The U.S. Surgeon General is urging Congress to issue a warning label, similar to those seen on cigarette packs, for social media platforms and their impacts on young people.

“It is time to require a surgeon general’s warning label on social media platforms, stating that social media is associated with significant mental health harms for adolescents,” U.S. Surgeon General Vivek Hallegere Murthy wrote in an opinion piece for the New York Times.

“A surgeon general’s warning label, which requires congressional action, would regularly remind parents and adolescents that social media has not been proved safe,” Murthy added.

The surgeon general noted that while tacking a warning label onto social media platforms will not make them safe for young people, it would potentially change users’ behavior.

“Evidence from tobacco studies show that warning labels can increase awareness and change behavior,” Murthy said.

Notably, issuing a tobacco-like warning label on social media platforms means that Congress would have to action.

“The measures should prevent platforms from collecting sensitive data from children and should restrict the use of features like push notifications, autoplay and infinite scroll, which prey on developing brains and contribute to excessive use,” Murthy wrote.

The surgeon general also asked why society has failed to address the negative impacts social media has on young people.

“The moral test of any society is how well it protects its children,” Murthy asserted. “We have the expertise, resources and tools to make social media safe for our kids. Now is the time to summon the will to act. Our children’s well-being is at stake.”

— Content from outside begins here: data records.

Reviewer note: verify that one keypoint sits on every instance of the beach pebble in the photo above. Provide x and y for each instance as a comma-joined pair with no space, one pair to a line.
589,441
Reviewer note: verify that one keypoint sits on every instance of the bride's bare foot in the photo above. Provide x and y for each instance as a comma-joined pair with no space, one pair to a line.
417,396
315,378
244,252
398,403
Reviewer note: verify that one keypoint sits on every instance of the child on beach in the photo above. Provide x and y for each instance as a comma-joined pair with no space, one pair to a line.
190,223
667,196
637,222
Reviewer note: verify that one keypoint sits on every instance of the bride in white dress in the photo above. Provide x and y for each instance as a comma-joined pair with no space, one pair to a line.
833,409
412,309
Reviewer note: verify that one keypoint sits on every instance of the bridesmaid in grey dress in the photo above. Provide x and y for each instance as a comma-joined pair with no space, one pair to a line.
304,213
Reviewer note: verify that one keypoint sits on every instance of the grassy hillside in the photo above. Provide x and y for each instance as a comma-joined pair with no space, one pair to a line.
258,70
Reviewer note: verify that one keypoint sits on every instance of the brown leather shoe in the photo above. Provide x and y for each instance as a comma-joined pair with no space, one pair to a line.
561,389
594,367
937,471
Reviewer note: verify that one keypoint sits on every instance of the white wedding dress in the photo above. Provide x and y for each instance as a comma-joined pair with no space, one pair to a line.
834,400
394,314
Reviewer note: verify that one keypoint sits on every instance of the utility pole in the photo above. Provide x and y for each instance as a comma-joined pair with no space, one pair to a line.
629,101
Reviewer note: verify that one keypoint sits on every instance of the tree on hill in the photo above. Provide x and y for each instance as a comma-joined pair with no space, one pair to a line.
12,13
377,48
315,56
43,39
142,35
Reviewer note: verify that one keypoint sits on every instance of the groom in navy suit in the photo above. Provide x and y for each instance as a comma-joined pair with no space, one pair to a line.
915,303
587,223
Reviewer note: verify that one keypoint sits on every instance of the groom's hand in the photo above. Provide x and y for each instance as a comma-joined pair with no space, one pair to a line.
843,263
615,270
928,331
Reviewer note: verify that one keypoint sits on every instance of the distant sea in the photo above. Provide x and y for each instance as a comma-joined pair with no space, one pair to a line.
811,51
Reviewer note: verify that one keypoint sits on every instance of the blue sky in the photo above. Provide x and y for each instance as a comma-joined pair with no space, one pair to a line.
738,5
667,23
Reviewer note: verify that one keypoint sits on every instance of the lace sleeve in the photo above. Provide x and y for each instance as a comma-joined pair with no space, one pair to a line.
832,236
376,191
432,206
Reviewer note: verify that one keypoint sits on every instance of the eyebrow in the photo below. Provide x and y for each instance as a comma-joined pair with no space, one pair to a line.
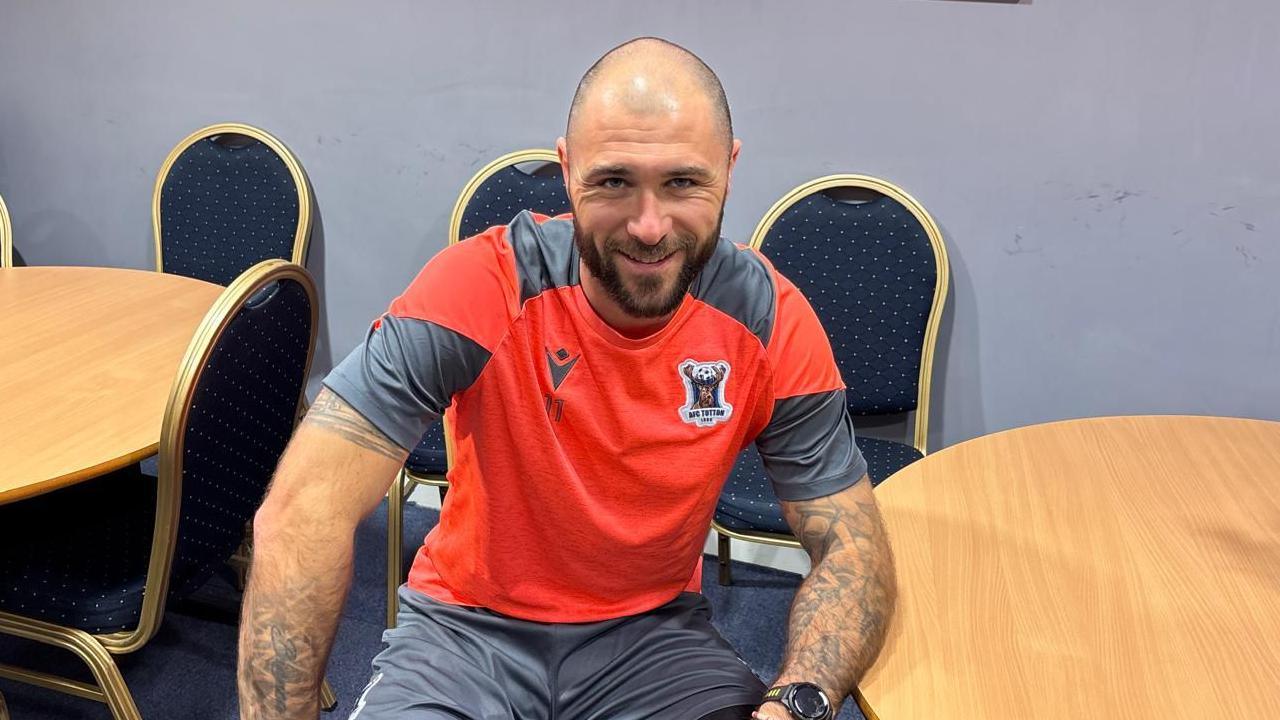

Notably, the usage of social media is widespread among young people, with up to 95 percent those ages 13 to 17 saying they use a social media platform, and more than a third admitting that they use social media “almost constantly,” a 2022 Pew Research Center study found.

“Social media today is like tobacco decades ago, it’s a product whose business model depends on addicting kids,” Josh Golin, executive director at Fairplay, an organization that is dedicated to ending marketing to children, said, according to a report by Associated Press.

“And as with cigarettes, a surgeon general’s warning label is a critical step toward mitigating the threat to children,” Golin added.